Com pouco mais de 150 pessoas no Rio e umas 30 em Brasília, as marchas contra a corrupção programadas para o feriado de 15 de novembro foram um fracasso. Culparam a chuva. Não é bem assim.
Combinando o grau de educação e de conscientização política com a qualidade do fluxo de informação e o bom ambiente econômico, não existe terreno fértil para que a indignação com a corrupção germine grandes manifestações.
Além do mais, as ideias já não incendeiam as almas como antigamente. Não são capazes, como antes, de mobilizar multidões. Conforme disse Neal Gabler, em artigo publicado no The New York Times, “as ideias simplesmente não são o que costumam ser”.
Ideias podiam criar celebridades, como Albert Einstein e Carl Sagan, entre muitos outros nomes. Hoje, nem tanto.
A mobilização das pessoas se dá a partir de experiências vividas na própria pele. Como no caso da Primavera Árabe, deflagrada por um vendedor de rua da Tunísia. Foi um basta a décadas de opressão.
Para Gabler, a desvalorização das ideias está ligada à valorização do conhecimento que tem utilidade imediata. Nos tempos atuais, o mercado quer o conhecimento rápido e aplicável.
Ironicamente, o próprio mercado, para se expandir e se renovar, depende de ideias e de inovação. Sem elas, tudo vai ficando uma enorme mesmice.
No Brasil de agora, colhido pelos ventos da globalização, as ideias também se desvalorizaram em detrimento do conhecimento e da informação.
Mas não apenas por conta da priorização do imediatismo, que transforma, por exemplo, os vestibulares e as provas em gincana de conhecimento inútil, ao invés de fomentar o pensamento crítico e reflexivo.
O que contribui ainda mais para a desvalorização das ideias no Brasil? Tenho algumas pistas. Uma delas é que o canal por onde elas transitam é enviesado e tendente a expurgar o que não esteja dentro de certo padrão ideológico.
O segundo obstáculo é o pragmatismo fisiológico, que faz com que os interesses se sobreponham aos ideais e o debate político se realize sem sonhos ou utopias. Com as ideias e a ideologia sendo usadas para justificar movimentos táticos e a luta do poder pelo poder.

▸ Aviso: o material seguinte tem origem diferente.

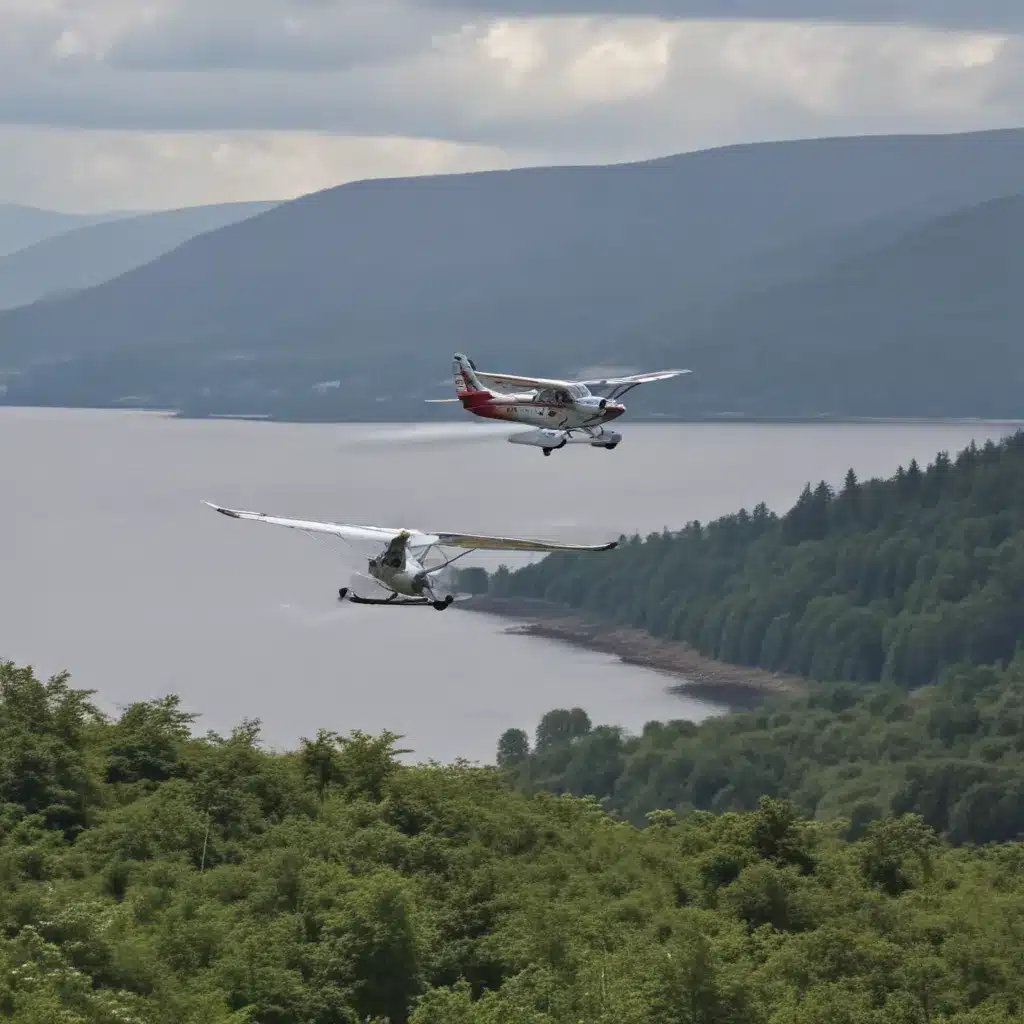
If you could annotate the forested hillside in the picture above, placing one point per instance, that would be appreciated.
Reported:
(552, 270)
(883, 581)
(150, 877)
(951, 753)
(882, 589)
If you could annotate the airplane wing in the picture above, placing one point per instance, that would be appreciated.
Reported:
(620, 385)
(343, 530)
(478, 542)
(506, 382)
(417, 540)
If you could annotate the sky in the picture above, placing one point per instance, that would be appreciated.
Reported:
(130, 104)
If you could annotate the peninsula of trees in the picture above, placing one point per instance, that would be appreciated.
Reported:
(901, 599)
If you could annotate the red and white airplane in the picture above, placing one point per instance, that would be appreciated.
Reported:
(563, 412)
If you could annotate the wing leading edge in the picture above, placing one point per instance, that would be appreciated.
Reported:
(503, 382)
(417, 539)
(478, 542)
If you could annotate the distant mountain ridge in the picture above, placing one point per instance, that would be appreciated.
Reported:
(96, 253)
(25, 225)
(692, 260)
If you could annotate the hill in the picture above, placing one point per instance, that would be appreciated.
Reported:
(155, 878)
(25, 225)
(374, 284)
(904, 598)
(887, 581)
(925, 326)
(89, 255)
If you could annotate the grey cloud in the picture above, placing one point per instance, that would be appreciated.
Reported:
(988, 14)
(300, 35)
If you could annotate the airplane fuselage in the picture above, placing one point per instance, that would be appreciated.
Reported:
(554, 409)
(408, 578)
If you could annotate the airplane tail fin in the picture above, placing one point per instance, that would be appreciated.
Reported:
(466, 381)
(467, 384)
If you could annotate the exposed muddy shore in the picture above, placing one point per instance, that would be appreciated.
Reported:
(731, 685)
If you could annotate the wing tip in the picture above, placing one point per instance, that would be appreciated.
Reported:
(222, 511)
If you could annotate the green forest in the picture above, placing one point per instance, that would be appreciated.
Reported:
(886, 581)
(148, 873)
(903, 601)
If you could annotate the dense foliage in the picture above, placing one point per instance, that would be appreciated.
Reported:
(885, 581)
(146, 876)
(951, 753)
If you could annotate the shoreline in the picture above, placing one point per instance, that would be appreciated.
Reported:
(721, 419)
(733, 686)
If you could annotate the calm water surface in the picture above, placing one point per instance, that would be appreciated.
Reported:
(113, 568)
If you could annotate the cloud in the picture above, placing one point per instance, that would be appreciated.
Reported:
(992, 14)
(92, 171)
(498, 90)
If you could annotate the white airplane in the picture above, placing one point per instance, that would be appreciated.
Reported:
(564, 412)
(400, 567)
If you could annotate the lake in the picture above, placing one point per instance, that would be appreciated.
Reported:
(114, 568)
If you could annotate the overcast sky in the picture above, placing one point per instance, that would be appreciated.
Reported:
(155, 103)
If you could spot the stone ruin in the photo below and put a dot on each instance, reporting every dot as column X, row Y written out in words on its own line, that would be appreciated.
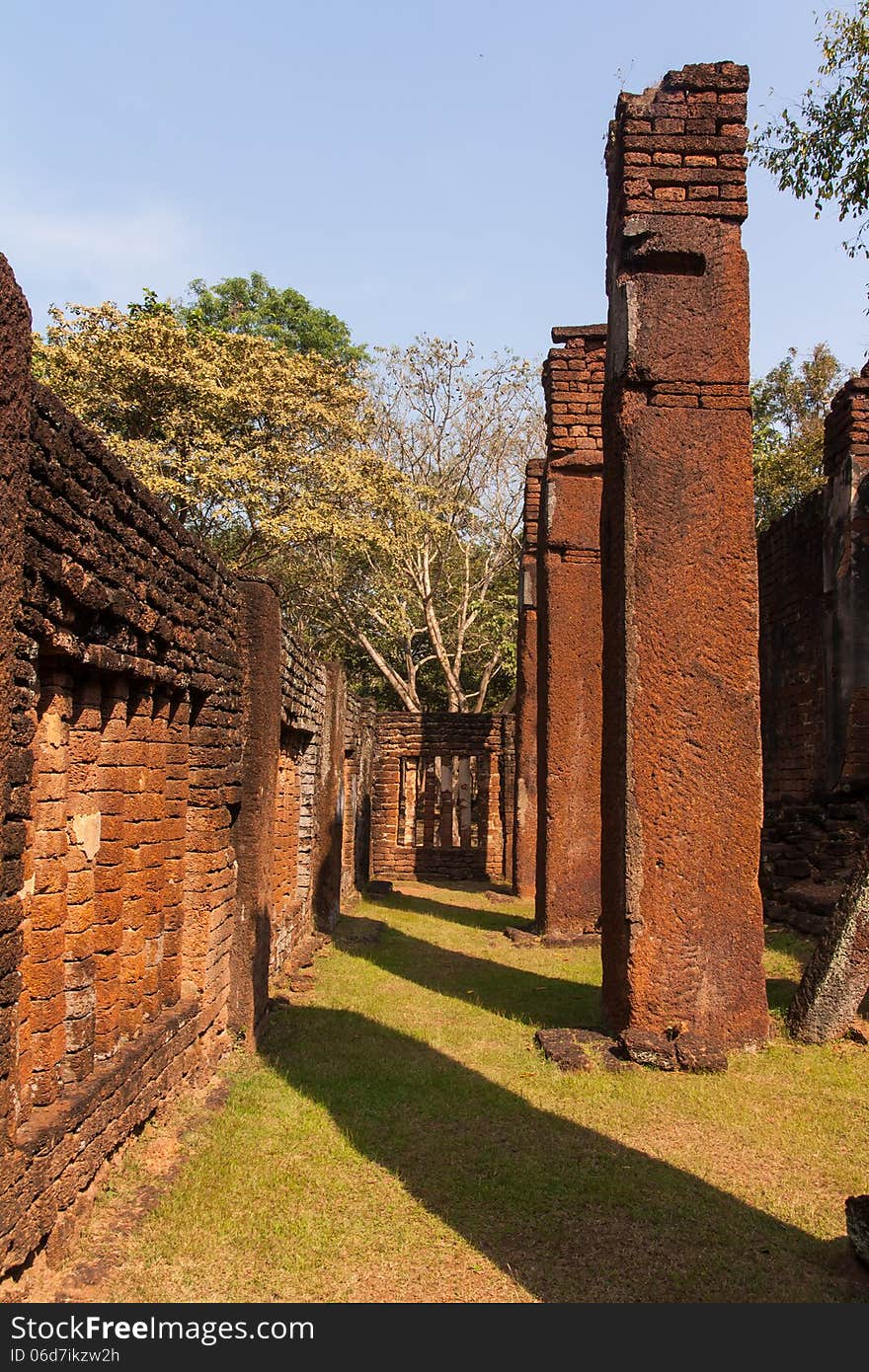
column 190, row 795
column 189, row 798
column 692, row 745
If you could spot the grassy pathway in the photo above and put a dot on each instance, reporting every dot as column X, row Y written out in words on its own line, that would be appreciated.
column 401, row 1139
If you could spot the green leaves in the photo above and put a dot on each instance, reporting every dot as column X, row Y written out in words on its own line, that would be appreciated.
column 252, row 305
column 823, row 151
column 788, row 409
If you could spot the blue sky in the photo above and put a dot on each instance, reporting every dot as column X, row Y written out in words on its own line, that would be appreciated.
column 412, row 166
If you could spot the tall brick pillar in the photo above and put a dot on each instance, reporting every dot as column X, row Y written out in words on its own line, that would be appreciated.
column 570, row 637
column 681, row 744
column 254, row 826
column 524, row 802
column 15, row 760
column 846, row 583
column 327, row 855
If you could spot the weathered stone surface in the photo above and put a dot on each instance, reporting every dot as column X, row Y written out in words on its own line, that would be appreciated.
column 565, row 1047
column 159, row 854
column 857, row 1223
column 837, row 974
column 570, row 637
column 379, row 888
column 521, row 938
column 697, row 1055
column 422, row 796
column 648, row 1050
column 681, row 762
column 526, row 718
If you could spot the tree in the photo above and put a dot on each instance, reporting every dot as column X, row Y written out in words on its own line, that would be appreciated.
column 823, row 151
column 429, row 590
column 252, row 446
column 252, row 305
column 788, row 409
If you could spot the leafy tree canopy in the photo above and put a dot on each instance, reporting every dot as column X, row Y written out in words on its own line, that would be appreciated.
column 252, row 305
column 252, row 446
column 430, row 595
column 823, row 150
column 788, row 409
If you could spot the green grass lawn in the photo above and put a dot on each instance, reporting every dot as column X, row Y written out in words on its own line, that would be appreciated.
column 400, row 1138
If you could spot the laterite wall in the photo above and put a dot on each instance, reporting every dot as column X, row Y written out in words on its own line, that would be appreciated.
column 175, row 781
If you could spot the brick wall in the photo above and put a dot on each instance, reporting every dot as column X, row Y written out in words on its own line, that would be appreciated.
column 681, row 917
column 173, row 767
column 570, row 636
column 791, row 586
column 435, row 812
column 524, row 776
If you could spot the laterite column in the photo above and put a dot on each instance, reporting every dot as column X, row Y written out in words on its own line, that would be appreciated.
column 681, row 744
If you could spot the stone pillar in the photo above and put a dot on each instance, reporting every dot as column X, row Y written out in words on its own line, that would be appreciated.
column 254, row 826
column 570, row 637
column 681, row 745
column 846, row 584
column 327, row 858
column 15, row 732
column 524, row 802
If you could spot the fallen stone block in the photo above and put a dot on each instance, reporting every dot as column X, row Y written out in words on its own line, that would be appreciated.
column 521, row 938
column 379, row 888
column 565, row 1047
column 650, row 1050
column 695, row 1054
column 837, row 974
column 857, row 1223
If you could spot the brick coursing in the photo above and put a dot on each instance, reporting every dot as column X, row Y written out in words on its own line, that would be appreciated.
column 141, row 718
column 569, row 622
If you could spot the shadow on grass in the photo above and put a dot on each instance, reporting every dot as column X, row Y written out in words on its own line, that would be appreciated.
column 780, row 992
column 516, row 994
column 569, row 1213
column 471, row 917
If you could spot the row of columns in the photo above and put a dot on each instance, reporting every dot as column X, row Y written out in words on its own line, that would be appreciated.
column 639, row 622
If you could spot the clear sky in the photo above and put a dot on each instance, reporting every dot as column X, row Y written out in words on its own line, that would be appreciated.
column 414, row 166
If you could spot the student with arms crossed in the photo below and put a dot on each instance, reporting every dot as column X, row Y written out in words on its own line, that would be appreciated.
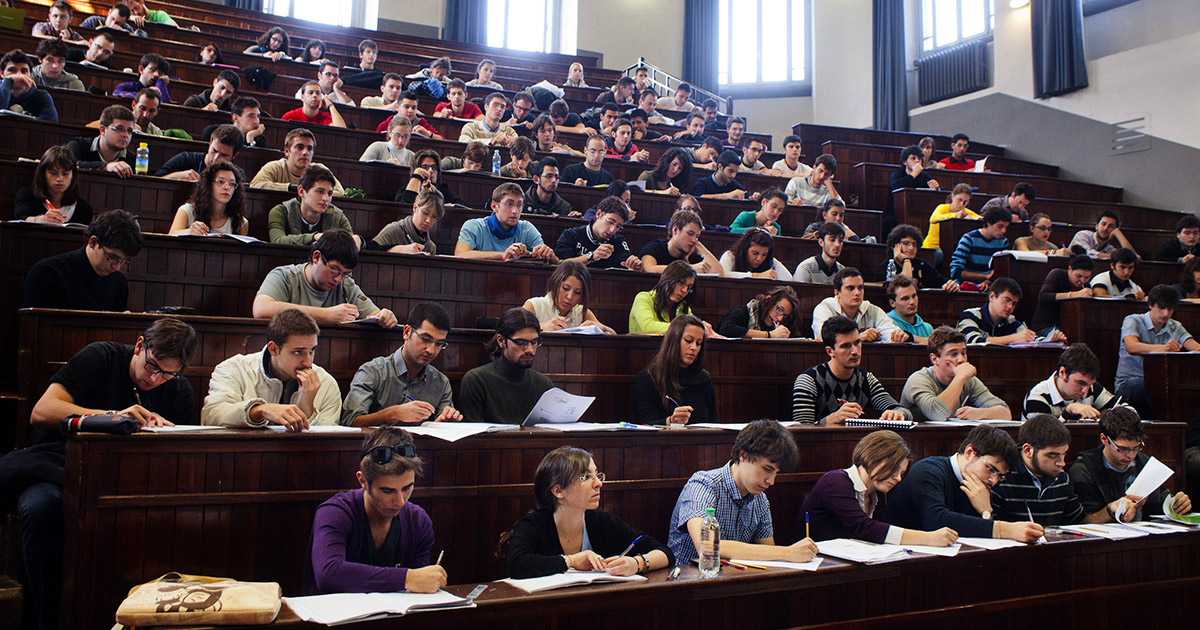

Assim, entre os aspectos interesseiros e o viés ideológico, o Brasil ainda é um país pobre de ideias.
Como combater a escassez de ideias? Exemplos não faltam. A Google mantém um laboratório ultrassecreto onde são geradas inúmeras ideias. Muitas delas são estapafúrdias, mas, de repente, podem ter alguma utilização prática.
Estimular a produção de ideias é importante como planejamento estratégico e fonte primária da inovação. É um papel que as instituições públicas e privadas deveriam assumir: gerar ideias e ter a humildade de transitar de fracasso em fracasso até criar uma de sucesso.
É evidente que a informação e o conhecimento já empacotados também são úteis e necessários no mundo de hoje. Mas não bastam.
O que vai nos levar adiante não é apenas saber o que os outros já sabem. Mas, sobretudo, saber o que ninguém sabe. E isso só é possível a partir da elaboração de ideias que levem à inovação.